The new schedule was better from an operational standpoint as well, Burton said. While a submarine is a self-contained environment, dealing with the outside world can be a challenge when everyone else is on a different schedule.
For example, sailors who are on watch at the same time every day will be better able to deal with frequent situations, like an area crowded with fishing vessels every morning.
“In the six-hour schedule, you stand a different watch everyday, and then come back to the same watch in three days,” he said.
Most of the crew worked in a “straight eights” model, with three teams working in eight-hour shifts. They rotated their watches about every three weeks, Burton said.
The sub’s supervisors and principle leadership were on an all-hands schedule, working a regular 10 a.m. to 6 p.m. day. That way, they were all awake for scheduled meetings and operational planning.
Measures were in place to make sure the day-sleepers were interrupted as infrequently as possible.
“We didn’t run all-hands drills that would impact their sleep, unless it was a specific time, where we would broadcast ahead of time when it was going to be,” he said. “In material management, if there was a broken piece of equipment, it had to rise to a certain level of priority for me to allow people’s sleep to be interrupted to fix it.”
Burton admitted there had been some hesitation from crew members about the longer shifts, but by the end of the deployment, pretty much everyone had been converted.
“Their biggest feedback was the stability of the schedule,” he said. “The opportunity to work out way more than they’re used to, and just being able to sleep the same time every day, made a world of difference in their mental psyche, as far as managing the daily challenges of life on a submarine.”
That extra time off also made up for the challenge of staying alert for two hours longer than usual.
Chief Electronics Technician (SS) Geoffrey Gimer, on his second deployment, said the new schedule didn’t require much of an adjustment.
“The extra two hours of watch were mitigated by the extra time off watch,” he said. “Plus, there was always someone available to provide a watch relief in their off-going time since their on-coming was now eight hours, as well.”
Rather than spend eight hours in the same spot, Burton scheduled a midwatch break for every shift, giving crew members half an hour to get something to eat and move around a bit.
The crew adjusted easily to the schedule mentally as well as physically, he said.
“The last two hours of a six-hour watch, you’re always looking forward to the end,” Burton said, “No matter how long the watch is, always at the last hour or two, you’re looking forward to the end of it.”
On his second deployment, Machinist’s Mate 1st Class (SS) Correy Wilson said the adjustment period after rotating watches wasn’t an issue, either.

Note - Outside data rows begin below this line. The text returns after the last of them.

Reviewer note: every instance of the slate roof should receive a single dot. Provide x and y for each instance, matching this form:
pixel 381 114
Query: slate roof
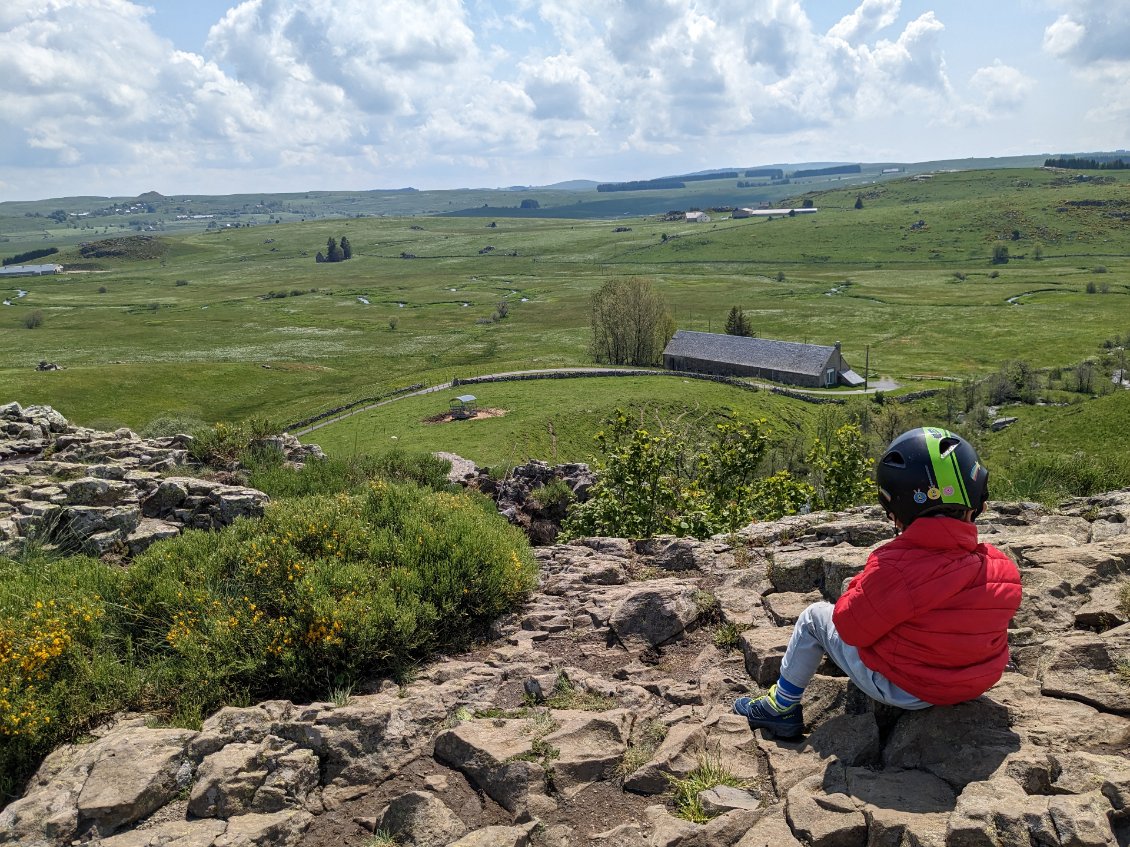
pixel 758 352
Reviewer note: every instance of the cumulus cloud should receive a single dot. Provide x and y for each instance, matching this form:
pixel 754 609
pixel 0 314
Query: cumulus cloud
pixel 1091 32
pixel 384 93
pixel 1001 87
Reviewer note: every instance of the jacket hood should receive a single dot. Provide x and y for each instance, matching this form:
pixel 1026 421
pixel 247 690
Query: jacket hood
pixel 940 532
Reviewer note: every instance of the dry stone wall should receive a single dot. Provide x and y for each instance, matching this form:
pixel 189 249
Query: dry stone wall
pixel 567 727
pixel 107 494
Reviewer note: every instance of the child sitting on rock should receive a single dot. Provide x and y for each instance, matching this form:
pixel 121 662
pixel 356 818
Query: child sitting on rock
pixel 926 622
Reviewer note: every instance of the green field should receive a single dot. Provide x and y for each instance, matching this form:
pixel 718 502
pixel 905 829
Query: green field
pixel 554 419
pixel 240 322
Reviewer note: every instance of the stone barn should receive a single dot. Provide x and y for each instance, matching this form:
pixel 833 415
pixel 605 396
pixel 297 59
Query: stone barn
pixel 813 366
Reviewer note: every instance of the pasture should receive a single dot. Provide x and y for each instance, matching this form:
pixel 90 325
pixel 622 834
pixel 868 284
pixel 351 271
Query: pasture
pixel 242 322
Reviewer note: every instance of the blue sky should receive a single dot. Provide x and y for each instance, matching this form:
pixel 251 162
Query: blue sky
pixel 114 97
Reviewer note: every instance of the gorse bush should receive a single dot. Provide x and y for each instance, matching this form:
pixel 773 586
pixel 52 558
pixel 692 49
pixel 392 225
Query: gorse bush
pixel 319 594
pixel 223 444
pixel 61 663
pixel 326 590
pixel 653 482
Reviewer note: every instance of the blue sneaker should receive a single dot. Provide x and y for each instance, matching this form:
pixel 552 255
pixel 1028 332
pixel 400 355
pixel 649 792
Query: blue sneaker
pixel 763 713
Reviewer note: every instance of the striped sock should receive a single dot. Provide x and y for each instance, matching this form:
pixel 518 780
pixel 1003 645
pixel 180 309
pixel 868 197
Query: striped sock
pixel 785 695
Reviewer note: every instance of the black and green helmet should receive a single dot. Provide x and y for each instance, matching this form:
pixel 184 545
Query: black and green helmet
pixel 929 471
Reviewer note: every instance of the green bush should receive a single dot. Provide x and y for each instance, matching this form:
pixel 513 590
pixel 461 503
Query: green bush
pixel 320 593
pixel 323 591
pixel 1050 478
pixel 336 476
pixel 661 482
pixel 62 666
pixel 223 444
pixel 170 425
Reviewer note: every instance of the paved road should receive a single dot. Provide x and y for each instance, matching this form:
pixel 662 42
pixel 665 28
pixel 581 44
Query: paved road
pixel 878 385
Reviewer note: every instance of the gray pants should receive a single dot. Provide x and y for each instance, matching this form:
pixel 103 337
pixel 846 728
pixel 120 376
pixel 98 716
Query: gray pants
pixel 815 635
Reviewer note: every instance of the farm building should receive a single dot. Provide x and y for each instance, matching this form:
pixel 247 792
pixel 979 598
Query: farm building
pixel 29 270
pixel 771 212
pixel 784 361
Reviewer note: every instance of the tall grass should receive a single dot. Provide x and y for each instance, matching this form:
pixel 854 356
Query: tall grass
pixel 1050 478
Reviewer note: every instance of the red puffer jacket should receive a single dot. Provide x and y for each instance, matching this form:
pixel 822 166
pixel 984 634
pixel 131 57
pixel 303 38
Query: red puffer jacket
pixel 931 609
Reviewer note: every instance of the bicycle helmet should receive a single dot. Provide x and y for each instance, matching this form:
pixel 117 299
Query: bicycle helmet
pixel 930 471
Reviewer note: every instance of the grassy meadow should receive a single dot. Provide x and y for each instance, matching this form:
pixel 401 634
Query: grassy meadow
pixel 241 321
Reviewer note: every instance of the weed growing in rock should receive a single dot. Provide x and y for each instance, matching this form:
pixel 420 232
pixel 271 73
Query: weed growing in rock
pixel 710 774
pixel 727 636
pixel 642 747
pixel 381 838
pixel 566 696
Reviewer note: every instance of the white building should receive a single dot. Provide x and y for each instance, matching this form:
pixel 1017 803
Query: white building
pixel 29 270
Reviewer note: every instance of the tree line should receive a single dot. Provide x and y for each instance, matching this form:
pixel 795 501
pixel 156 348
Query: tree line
pixel 335 252
pixel 1095 164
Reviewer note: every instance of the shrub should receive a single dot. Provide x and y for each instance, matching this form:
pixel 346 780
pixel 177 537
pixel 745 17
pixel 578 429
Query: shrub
pixel 662 482
pixel 1049 478
pixel 61 668
pixel 223 444
pixel 323 591
pixel 345 476
pixel 170 425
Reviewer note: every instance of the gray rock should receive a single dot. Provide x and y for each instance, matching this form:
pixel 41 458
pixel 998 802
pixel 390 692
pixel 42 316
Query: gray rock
pixel 653 613
pixel 822 813
pixel 420 819
pixel 132 774
pixel 494 757
pixel 174 834
pixel 497 837
pixel 722 799
pixel 279 829
pixel 1086 668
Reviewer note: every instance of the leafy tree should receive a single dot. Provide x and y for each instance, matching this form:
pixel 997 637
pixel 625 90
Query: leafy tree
pixel 842 472
pixel 631 324
pixel 662 481
pixel 737 323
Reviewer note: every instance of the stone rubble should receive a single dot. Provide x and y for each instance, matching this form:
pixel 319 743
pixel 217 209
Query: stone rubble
pixel 616 677
pixel 109 494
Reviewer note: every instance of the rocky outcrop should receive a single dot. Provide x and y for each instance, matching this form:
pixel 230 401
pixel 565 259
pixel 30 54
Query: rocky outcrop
pixel 109 494
pixel 526 496
pixel 616 679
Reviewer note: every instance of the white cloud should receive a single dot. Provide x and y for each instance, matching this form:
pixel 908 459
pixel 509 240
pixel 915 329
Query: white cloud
pixel 347 92
pixel 870 17
pixel 1091 31
pixel 1001 87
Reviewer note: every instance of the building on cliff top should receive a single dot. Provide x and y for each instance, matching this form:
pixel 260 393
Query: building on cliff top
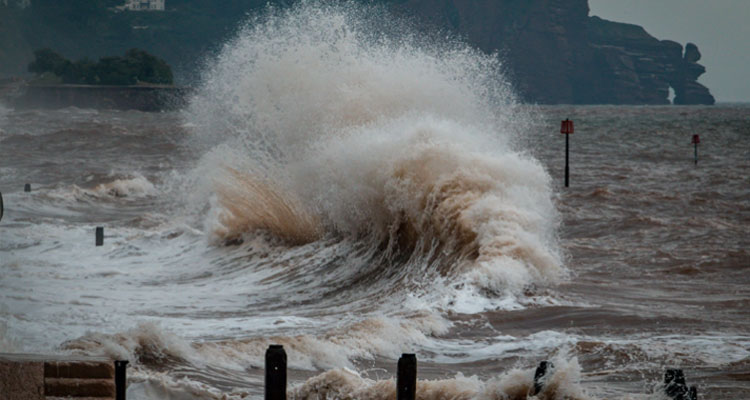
pixel 144 5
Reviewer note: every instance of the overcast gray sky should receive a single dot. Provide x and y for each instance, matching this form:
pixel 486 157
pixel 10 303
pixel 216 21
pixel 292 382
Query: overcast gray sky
pixel 720 28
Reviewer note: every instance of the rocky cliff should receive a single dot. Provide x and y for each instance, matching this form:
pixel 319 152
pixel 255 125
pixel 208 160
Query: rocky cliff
pixel 556 53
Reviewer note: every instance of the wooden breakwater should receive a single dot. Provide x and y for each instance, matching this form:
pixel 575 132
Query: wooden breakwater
pixel 139 97
pixel 45 377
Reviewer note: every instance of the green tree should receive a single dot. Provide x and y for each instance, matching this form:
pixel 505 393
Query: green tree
pixel 46 60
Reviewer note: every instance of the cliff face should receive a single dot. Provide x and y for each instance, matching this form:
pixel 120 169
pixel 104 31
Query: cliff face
pixel 556 53
pixel 553 50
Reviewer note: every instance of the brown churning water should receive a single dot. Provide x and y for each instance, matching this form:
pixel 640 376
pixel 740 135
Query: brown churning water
pixel 353 195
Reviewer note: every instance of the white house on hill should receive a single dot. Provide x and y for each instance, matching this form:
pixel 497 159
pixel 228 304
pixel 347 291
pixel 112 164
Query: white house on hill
pixel 144 5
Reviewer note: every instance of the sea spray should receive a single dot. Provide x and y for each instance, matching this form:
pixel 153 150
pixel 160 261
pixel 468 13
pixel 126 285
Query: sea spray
pixel 324 126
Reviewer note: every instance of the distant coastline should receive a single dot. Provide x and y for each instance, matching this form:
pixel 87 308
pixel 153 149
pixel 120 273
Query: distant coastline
pixel 136 97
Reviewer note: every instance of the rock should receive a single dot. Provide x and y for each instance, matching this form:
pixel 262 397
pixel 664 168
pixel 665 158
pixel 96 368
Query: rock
pixel 692 54
pixel 554 52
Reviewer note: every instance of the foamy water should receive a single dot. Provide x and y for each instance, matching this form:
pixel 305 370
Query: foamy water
pixel 352 190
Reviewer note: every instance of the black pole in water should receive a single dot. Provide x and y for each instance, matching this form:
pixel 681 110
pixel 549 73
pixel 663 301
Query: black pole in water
pixel 541 371
pixel 674 385
pixel 275 372
pixel 121 381
pixel 406 377
pixel 99 235
pixel 567 168
pixel 696 140
pixel 567 129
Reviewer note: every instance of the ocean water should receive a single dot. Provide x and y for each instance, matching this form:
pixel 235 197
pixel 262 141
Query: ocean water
pixel 353 195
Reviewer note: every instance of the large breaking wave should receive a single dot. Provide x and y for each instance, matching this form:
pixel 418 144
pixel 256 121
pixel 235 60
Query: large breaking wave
pixel 323 125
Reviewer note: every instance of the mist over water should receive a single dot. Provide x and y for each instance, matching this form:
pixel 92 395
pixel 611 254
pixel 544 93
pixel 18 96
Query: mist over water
pixel 351 189
pixel 327 130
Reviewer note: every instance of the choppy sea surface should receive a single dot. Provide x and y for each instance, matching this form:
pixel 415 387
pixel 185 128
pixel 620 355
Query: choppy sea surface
pixel 353 196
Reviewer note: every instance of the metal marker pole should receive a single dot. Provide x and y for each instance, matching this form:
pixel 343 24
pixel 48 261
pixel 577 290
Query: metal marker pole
pixel 275 373
pixel 567 169
pixel 696 153
pixel 406 377
pixel 121 380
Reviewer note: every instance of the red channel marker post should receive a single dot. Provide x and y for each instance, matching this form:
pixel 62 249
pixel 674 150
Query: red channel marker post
pixel 567 130
pixel 696 140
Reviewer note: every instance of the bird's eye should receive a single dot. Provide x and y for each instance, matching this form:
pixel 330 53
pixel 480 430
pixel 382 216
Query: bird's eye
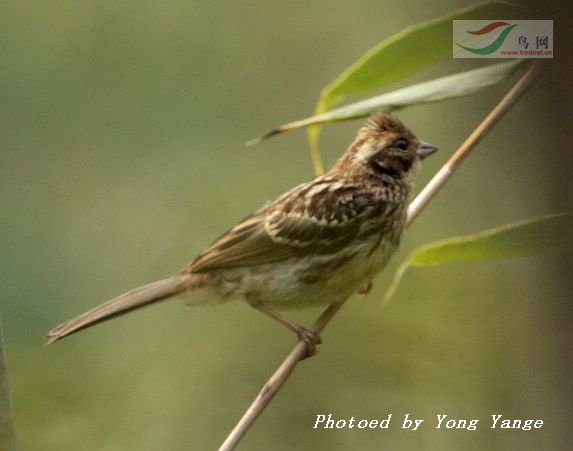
pixel 401 144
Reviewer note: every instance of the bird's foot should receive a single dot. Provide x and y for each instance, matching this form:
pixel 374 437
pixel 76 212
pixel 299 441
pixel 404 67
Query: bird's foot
pixel 311 340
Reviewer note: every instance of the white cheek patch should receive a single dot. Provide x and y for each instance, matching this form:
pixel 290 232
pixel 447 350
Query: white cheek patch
pixel 364 153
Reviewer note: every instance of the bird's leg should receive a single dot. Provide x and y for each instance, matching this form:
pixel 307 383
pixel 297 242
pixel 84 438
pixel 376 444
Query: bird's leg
pixel 310 338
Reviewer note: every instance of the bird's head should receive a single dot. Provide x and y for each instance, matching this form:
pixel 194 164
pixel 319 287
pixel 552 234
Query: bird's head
pixel 384 148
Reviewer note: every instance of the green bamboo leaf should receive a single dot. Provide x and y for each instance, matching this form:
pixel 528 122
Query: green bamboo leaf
pixel 536 236
pixel 410 51
pixel 437 90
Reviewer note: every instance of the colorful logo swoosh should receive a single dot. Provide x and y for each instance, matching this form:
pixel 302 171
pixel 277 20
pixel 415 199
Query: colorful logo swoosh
pixel 495 45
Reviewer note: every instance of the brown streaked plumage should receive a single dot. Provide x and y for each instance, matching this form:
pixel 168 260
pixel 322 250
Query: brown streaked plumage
pixel 316 244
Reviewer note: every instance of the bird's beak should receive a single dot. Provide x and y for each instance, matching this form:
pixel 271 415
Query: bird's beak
pixel 425 149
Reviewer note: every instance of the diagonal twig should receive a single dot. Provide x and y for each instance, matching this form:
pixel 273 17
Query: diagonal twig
pixel 282 374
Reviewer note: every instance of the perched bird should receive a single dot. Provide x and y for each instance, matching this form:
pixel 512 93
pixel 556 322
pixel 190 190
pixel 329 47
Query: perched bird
pixel 315 245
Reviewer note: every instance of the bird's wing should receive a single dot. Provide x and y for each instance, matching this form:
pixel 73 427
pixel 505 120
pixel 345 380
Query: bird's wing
pixel 317 217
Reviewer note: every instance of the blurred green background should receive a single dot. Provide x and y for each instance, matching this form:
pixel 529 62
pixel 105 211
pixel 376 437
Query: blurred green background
pixel 122 156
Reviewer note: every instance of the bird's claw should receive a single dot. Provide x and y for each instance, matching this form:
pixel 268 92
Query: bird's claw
pixel 311 340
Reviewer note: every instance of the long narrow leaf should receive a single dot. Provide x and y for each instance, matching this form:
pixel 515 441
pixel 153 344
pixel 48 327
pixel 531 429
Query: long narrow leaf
pixel 537 236
pixel 410 51
pixel 436 90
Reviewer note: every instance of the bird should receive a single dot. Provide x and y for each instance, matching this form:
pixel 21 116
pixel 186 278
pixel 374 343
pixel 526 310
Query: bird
pixel 316 244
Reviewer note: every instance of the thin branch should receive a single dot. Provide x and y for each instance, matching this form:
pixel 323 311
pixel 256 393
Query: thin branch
pixel 282 374
pixel 7 432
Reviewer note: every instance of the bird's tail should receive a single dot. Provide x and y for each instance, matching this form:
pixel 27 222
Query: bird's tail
pixel 133 299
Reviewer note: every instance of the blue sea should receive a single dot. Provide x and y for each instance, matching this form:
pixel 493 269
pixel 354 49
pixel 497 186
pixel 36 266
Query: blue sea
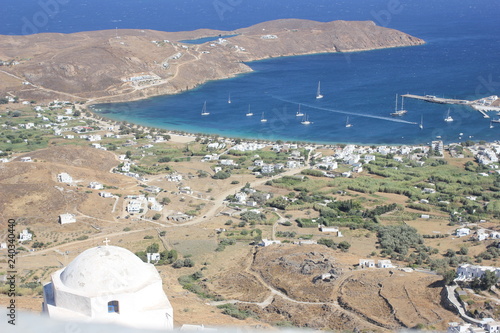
pixel 461 59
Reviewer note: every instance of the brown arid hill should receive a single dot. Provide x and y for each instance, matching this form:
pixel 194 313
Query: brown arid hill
pixel 97 66
pixel 345 299
pixel 31 190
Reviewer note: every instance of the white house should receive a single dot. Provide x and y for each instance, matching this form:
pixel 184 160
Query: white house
pixel 482 234
pixel 134 206
pixel 67 218
pixel 367 263
pixel 468 272
pixel 64 178
pixel 174 177
pixel 462 232
pixel 385 264
pixel 25 235
pixel 96 186
pixel 109 284
pixel 267 242
pixel 153 257
pixel 241 197
pixel 94 137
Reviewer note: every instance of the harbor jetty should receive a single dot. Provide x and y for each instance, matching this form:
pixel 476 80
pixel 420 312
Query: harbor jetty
pixel 482 105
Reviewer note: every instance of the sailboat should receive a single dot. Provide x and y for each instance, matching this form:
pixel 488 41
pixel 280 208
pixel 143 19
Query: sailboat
pixel 249 113
pixel 347 124
pixel 262 119
pixel 448 117
pixel 318 93
pixel 204 111
pixel 299 114
pixel 400 112
pixel 305 121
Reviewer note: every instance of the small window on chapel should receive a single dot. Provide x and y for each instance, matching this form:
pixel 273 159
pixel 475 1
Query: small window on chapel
pixel 113 307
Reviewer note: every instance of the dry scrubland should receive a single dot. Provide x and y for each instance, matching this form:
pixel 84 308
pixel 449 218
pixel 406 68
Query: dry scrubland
pixel 277 285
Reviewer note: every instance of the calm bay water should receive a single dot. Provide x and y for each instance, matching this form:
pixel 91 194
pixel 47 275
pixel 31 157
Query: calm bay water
pixel 460 60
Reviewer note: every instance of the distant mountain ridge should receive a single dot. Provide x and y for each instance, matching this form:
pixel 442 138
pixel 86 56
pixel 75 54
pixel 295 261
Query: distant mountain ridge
pixel 124 65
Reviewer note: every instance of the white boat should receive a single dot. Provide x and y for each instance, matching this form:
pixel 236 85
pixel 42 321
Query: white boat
pixel 318 93
pixel 204 111
pixel 262 119
pixel 305 121
pixel 299 114
pixel 448 117
pixel 347 124
pixel 249 113
pixel 400 112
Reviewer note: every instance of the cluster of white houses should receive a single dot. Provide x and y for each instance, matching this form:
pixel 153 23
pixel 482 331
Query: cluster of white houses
pixel 370 263
pixel 487 154
pixel 468 272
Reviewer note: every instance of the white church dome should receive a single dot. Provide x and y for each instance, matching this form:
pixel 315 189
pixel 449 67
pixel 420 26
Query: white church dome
pixel 107 269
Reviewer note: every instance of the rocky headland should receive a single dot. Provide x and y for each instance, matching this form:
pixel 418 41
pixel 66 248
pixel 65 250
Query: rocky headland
pixel 125 65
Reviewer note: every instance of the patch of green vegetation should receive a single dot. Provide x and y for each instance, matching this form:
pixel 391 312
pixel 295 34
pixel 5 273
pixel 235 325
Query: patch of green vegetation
pixel 233 311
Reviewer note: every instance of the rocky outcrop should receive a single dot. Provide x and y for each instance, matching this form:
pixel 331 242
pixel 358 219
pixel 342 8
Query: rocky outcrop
pixel 104 66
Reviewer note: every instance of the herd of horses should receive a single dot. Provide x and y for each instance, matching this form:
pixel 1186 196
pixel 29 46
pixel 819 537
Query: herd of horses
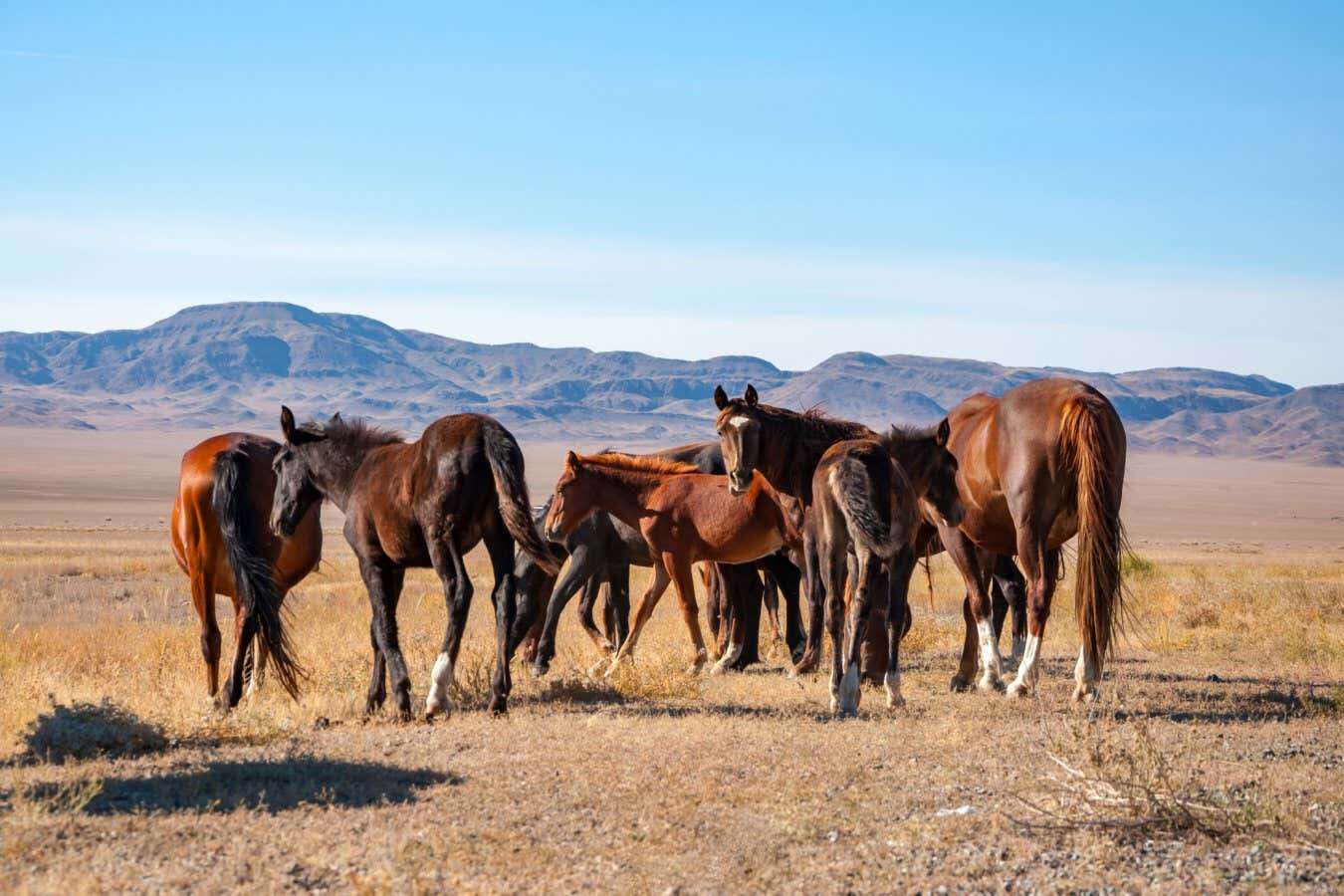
pixel 825 514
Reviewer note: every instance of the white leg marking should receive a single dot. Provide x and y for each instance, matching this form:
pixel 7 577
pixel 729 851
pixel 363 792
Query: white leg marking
pixel 440 683
pixel 1027 669
pixel 729 657
pixel 1085 676
pixel 991 666
pixel 848 696
pixel 893 684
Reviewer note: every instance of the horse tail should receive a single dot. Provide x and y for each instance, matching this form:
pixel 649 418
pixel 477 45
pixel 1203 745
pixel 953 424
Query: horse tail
pixel 864 504
pixel 1093 448
pixel 506 460
pixel 254 576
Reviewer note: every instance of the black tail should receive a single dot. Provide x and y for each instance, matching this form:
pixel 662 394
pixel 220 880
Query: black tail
pixel 506 460
pixel 254 577
pixel 866 503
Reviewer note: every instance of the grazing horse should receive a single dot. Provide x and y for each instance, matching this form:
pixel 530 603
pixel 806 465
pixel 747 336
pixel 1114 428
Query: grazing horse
pixel 418 504
pixel 221 542
pixel 1037 465
pixel 786 446
pixel 684 516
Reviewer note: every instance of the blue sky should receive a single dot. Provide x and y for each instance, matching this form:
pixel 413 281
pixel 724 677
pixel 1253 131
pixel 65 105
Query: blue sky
pixel 1017 183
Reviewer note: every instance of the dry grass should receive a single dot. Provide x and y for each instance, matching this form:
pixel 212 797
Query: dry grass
pixel 1222 761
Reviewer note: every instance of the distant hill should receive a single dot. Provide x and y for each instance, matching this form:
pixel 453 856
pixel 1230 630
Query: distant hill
pixel 230 367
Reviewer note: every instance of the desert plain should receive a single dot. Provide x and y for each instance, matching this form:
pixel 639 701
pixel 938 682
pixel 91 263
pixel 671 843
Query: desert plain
pixel 1214 760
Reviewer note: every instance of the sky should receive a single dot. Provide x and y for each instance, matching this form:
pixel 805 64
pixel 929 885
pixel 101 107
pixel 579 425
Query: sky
pixel 1047 184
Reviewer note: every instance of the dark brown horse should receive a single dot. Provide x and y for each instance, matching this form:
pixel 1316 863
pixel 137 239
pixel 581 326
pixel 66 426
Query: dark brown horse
pixel 786 446
pixel 222 543
pixel 1040 464
pixel 1043 462
pixel 419 504
pixel 864 506
pixel 683 515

“It usually took me at least a week for my body to get used to the new schedule, but once adjusted, I couldn’t tell the difference,” he said.
The longer days also saved some time in the larger scheme of things.
“I was excited about the potential efficiency of it,” Lt. j.g. Brendan McCook said. “Every transition costs some time (pre-watch briefs, meal time, etc.), so minimizing the number of the transitions created some time in a schedule where even a little time is very valuable.”
All three sailors, who answered Navy Times’ questions via email, said they liked the 24-hour model, each sleeping about six hours a night on average and spending their downtime on collateral duty, studying, training or working out.
For the first few months after the Navy opened up the 24-watch option for submarines, Burton said, sub commanders from boats on both coasts were calling him for advice on implementing the new system.
“We were getting routine requests for our models, of how we’re doing our schedules, how we’re managing laundry, all the things that you never think about,” he said.
Burton said he understands the reluctance of some submarine crews to switch, but if it works with your operational schedule, he suggests giving it a try.
“I would never say you have to do this or you must do this,” he said. “My biggest advice would be to remain open to it. It’s a very viable option.”